La lezione estetica picassiana è esplicitata in mostra, non solo nelle opere degli autori successivi, ma anche dalle stesse parole di Picasso, dalle sue riflessioni filosofiche e dai suoi spiritosi aforismi, che accompagnano il percorso espositivo. Dopo Picasso è un mare di artisti italiani e stranieri, a cavallo tra cubismo e astrazione, che inondano lo spettatore con colori brillanti e forze travolgenti, oppure con forme e sensazioni ermetiche. Navigando velocemente negli anni, passiamo dal surrealismo al futurismo, dallo spazialismo all’informale e all’optical art. Ognuno di questi movimenti raccoglie l’eredità del padre del cubismo per la scomposizione delle forme e dei volumi, la costruzione degli equilibri, la vivacità e l’energia dei colori e l’acceso sperimentalismo che li spinge verso il nuovo.
Fernard Léger,
Umberto Boccioni,
Giulio Turcato,
Victor Vasarely e molti altri pagano il loro tributo all’inesauribile creatività picassiana con altrettanti capolavori: rispettivamente,
Les dominos (1947),
Linee e forze di una bottiglia (1938),
Composizione (1964),
Multicolor (1964).
Accattivante il catalogo, che trasmette con pregiate riproduzioni la magia della mostra. Peccato per i contributi critici, tutt’altro che numerosi.

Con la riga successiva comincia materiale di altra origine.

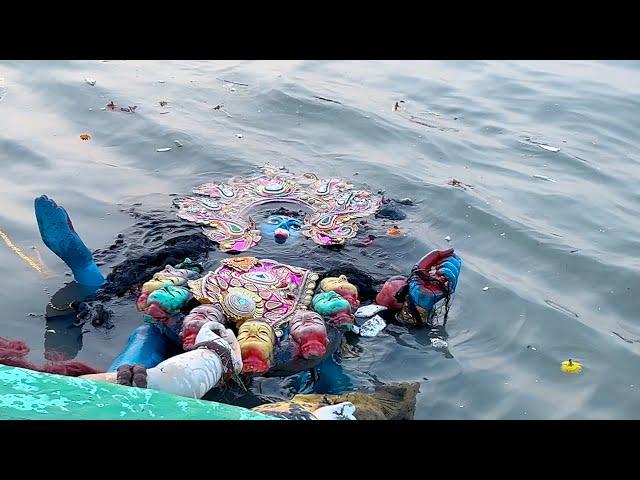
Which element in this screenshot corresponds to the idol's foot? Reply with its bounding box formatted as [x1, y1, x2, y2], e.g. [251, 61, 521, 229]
[34, 195, 105, 287]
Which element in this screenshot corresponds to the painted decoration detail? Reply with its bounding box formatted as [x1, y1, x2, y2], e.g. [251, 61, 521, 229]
[188, 257, 318, 330]
[173, 164, 382, 252]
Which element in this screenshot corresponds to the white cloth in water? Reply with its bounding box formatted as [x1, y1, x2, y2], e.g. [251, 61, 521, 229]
[360, 315, 387, 337]
[147, 322, 242, 398]
[355, 303, 387, 318]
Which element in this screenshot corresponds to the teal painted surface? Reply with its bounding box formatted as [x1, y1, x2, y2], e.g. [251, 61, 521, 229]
[0, 365, 276, 420]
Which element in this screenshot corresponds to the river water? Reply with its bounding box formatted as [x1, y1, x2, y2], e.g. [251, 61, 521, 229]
[0, 60, 640, 419]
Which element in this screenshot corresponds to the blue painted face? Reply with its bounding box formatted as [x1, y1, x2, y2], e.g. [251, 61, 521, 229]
[260, 215, 302, 243]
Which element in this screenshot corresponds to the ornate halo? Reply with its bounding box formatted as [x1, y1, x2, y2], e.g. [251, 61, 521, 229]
[173, 164, 382, 252]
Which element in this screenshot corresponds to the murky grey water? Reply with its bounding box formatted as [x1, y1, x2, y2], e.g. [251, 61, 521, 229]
[0, 61, 640, 419]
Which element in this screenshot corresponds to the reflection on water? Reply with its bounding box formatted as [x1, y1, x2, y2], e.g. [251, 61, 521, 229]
[0, 61, 640, 418]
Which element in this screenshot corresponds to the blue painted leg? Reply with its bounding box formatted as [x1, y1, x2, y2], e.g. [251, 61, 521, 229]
[108, 323, 176, 372]
[34, 195, 105, 287]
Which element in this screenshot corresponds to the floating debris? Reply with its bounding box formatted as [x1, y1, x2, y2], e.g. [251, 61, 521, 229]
[544, 298, 580, 318]
[533, 174, 555, 183]
[355, 303, 387, 318]
[560, 359, 582, 373]
[387, 225, 402, 237]
[218, 78, 249, 87]
[447, 178, 473, 190]
[537, 143, 560, 152]
[362, 235, 376, 247]
[431, 338, 449, 348]
[313, 95, 342, 105]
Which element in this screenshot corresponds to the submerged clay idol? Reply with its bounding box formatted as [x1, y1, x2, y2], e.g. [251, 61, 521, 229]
[289, 310, 329, 359]
[174, 165, 382, 252]
[238, 319, 275, 373]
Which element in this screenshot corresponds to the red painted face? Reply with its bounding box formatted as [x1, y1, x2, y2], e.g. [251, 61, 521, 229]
[289, 311, 329, 359]
[376, 277, 407, 310]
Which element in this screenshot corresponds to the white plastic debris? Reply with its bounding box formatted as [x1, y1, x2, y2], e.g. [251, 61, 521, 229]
[538, 143, 560, 152]
[533, 174, 555, 182]
[342, 323, 360, 335]
[313, 402, 356, 420]
[431, 338, 449, 348]
[360, 315, 387, 337]
[355, 303, 387, 318]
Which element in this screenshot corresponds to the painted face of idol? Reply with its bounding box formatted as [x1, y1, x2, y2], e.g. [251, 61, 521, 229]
[260, 215, 302, 244]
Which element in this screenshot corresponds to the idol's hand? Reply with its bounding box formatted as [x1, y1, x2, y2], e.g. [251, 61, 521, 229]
[195, 321, 242, 373]
[409, 248, 462, 310]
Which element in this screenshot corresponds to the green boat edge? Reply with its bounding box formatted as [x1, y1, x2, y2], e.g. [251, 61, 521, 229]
[0, 365, 280, 420]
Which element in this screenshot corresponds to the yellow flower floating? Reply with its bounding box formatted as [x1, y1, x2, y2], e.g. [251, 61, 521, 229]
[387, 225, 402, 237]
[560, 359, 582, 373]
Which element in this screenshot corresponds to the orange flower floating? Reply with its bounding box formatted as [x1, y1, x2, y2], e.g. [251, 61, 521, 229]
[387, 225, 402, 237]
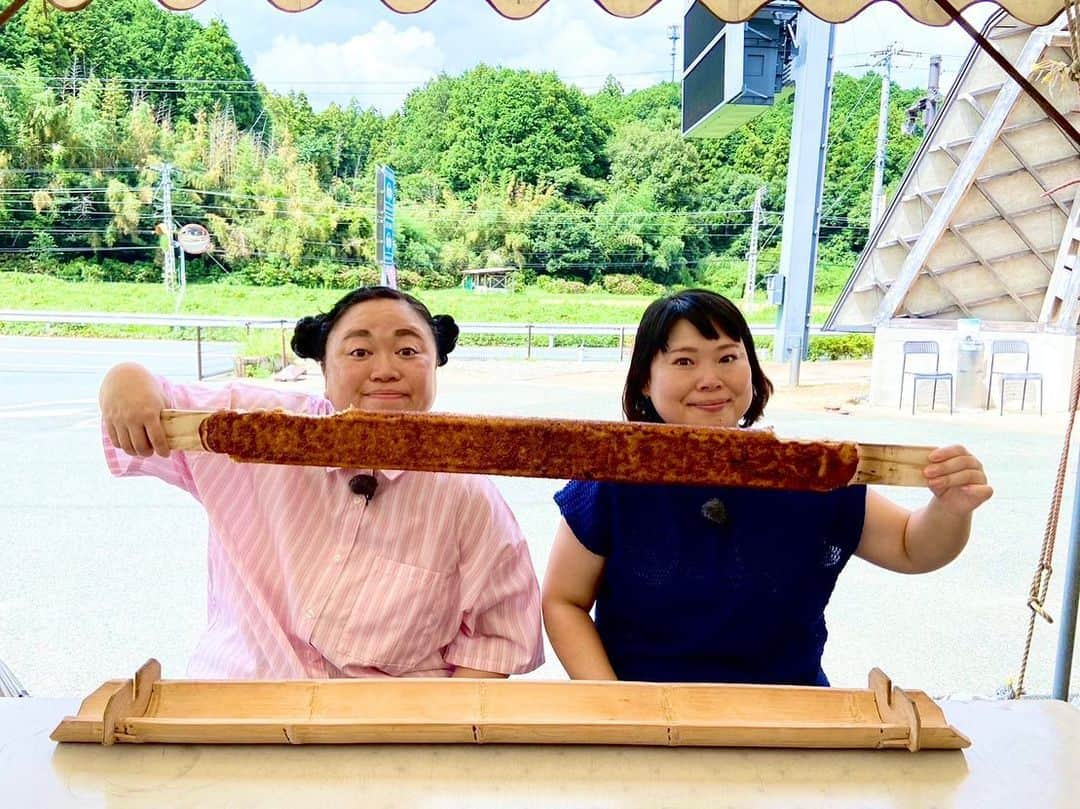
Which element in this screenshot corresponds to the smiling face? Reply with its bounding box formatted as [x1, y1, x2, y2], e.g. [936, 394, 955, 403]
[323, 298, 437, 410]
[643, 320, 754, 427]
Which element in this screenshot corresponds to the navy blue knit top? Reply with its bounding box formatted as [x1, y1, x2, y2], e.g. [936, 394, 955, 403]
[555, 481, 866, 686]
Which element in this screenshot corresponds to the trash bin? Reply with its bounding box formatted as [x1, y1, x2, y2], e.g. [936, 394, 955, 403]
[956, 318, 986, 410]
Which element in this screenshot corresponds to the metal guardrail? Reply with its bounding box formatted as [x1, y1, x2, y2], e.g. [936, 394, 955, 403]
[0, 310, 821, 379]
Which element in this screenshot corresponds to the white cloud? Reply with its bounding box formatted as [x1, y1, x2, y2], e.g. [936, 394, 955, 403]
[252, 22, 444, 112]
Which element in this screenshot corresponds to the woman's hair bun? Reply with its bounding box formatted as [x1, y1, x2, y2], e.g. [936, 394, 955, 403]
[292, 314, 328, 362]
[431, 314, 461, 365]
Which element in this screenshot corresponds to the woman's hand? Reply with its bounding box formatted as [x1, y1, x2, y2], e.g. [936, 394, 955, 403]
[923, 445, 994, 516]
[98, 363, 168, 458]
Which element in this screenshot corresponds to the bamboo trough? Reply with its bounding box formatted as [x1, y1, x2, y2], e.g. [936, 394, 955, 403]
[51, 660, 970, 752]
[162, 410, 932, 490]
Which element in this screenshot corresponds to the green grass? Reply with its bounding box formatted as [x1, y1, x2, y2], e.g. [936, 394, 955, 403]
[0, 272, 835, 324]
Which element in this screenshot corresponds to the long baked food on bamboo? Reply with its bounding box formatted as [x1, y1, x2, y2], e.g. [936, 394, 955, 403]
[199, 410, 859, 491]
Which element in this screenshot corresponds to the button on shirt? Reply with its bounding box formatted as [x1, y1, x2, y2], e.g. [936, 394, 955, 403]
[103, 380, 543, 679]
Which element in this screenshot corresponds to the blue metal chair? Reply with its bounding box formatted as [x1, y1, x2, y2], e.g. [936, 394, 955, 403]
[897, 340, 954, 414]
[986, 340, 1042, 416]
[0, 660, 30, 697]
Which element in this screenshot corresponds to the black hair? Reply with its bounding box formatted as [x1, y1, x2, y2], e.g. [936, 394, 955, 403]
[622, 289, 772, 427]
[292, 286, 460, 365]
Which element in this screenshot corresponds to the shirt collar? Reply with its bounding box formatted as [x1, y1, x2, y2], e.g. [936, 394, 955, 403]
[323, 467, 407, 481]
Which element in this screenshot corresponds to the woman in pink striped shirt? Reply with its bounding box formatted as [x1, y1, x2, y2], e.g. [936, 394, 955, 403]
[100, 286, 543, 679]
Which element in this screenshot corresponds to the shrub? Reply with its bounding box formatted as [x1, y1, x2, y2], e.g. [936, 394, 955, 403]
[600, 273, 664, 296]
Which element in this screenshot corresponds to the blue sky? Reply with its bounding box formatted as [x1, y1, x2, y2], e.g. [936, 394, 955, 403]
[187, 0, 993, 112]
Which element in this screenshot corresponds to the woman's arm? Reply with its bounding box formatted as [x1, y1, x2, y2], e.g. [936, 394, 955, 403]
[542, 520, 618, 679]
[97, 363, 168, 458]
[855, 446, 994, 574]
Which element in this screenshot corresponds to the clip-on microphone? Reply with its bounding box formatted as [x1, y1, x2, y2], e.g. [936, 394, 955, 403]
[349, 473, 379, 502]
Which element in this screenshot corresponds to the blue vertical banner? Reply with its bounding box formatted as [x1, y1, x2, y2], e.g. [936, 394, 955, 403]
[375, 165, 397, 289]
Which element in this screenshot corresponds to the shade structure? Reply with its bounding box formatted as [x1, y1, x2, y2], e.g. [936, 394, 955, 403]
[16, 0, 1066, 25]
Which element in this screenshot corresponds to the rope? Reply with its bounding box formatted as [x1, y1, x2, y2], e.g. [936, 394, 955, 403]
[1065, 0, 1080, 84]
[0, 0, 26, 28]
[1010, 341, 1080, 699]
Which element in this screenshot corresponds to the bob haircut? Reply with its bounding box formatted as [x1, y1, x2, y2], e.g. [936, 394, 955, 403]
[622, 289, 772, 427]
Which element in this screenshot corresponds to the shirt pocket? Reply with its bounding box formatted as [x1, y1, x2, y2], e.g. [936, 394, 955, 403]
[327, 556, 453, 675]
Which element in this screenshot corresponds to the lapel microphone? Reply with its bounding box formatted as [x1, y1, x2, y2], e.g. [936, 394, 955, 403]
[349, 473, 379, 502]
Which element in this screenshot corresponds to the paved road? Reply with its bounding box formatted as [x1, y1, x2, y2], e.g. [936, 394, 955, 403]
[0, 338, 1080, 697]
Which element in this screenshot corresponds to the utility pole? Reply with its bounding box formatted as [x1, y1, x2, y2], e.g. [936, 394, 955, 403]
[903, 56, 942, 135]
[150, 163, 177, 292]
[743, 186, 765, 311]
[922, 56, 942, 130]
[772, 10, 836, 386]
[870, 43, 895, 231]
[667, 25, 678, 81]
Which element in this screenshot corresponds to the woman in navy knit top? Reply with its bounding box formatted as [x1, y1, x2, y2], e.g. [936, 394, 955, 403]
[543, 289, 993, 686]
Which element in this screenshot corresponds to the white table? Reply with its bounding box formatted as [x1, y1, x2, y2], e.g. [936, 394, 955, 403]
[0, 698, 1080, 809]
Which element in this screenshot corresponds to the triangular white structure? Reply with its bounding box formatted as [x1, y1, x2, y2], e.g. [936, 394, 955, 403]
[826, 14, 1080, 331]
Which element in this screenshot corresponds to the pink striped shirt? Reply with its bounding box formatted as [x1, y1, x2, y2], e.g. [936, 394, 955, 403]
[103, 380, 543, 679]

Il commento di Manuela Boscolo è assai illustrativo nelle didascalie dell’esposizione, ma risulta meno convincente nel volume, perché la critica si confronta con un mostro sacro come Picasso in modo semplicistico, senza prendere molto in considerazione il fil rouge dell’evento.
Resta però un grande pregio, ovvero la capacità di farci “sentire” il genio con brevi e frizzanti pennellate linguistiche.